Critics who responded to Bell's proposal however said its inclusion was inappropriate and unnecessary.

"Usage-based billing (UBB) represents a radical change to current practice and is not warranted," wrote MTS Allstream Inc. vice-president of regulatory affairs Teresa Griffin-Muir.

"It would effectively prevent competitive ISPs from offering flat-rated Internet services, or any other type of offering that didn't follow Bell's UBB model, since they would have no means of containing their costs, if their customers were to exceed Bell's usage caps," she wrote.

Bell, ISPs, already in fight over network management

A group of nine respondents — including the Canadian Association of Internet Providers (CAIP), AOL Canada and Yak Communications — questioned the timing of the proposal, since the CRTC is already embroiled in a number of regulatory initiatives that could affect, and be affected by, the proposal.

Among these initiatives is the CRTC's plan to hold public hearings on July 6 in Gatineau, Que., on the traffic management practices of internet service providers.
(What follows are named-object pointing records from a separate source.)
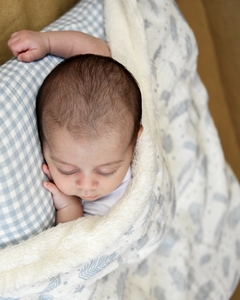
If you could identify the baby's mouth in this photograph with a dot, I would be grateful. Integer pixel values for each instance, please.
(89, 198)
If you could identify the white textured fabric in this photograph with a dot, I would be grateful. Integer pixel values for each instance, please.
(176, 233)
(103, 205)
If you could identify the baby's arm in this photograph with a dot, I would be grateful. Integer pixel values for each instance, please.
(32, 45)
(68, 208)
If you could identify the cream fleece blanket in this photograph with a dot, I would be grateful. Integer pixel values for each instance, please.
(175, 234)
Those hearings were set up following complaints from CAIP that Bell Canada is selectively slowing down or "throttling" internet traffic generated by peer-to-peer (P2P) file-sharing applications such as BitTorrent or "shaping" traffic to favour other applications over P2P in an effort to reduce network congestion.

Bibic said the pricing proposals are a separate issue from how it manages its traffic, however, and the timing of the network management hearings should have no impact on the CRTC approving its pricing changes.

Interested parties had until Tuesday to comment on Bell's proposal, and Bell now has 10 days to respond to those comments, a spokesperson for the CRTC said.

After that time, the CRTC will consider whether to accept the proposal, reject it or ask that it be amended. However, there is no timetable for when that decision would have to be made, the CRTC said.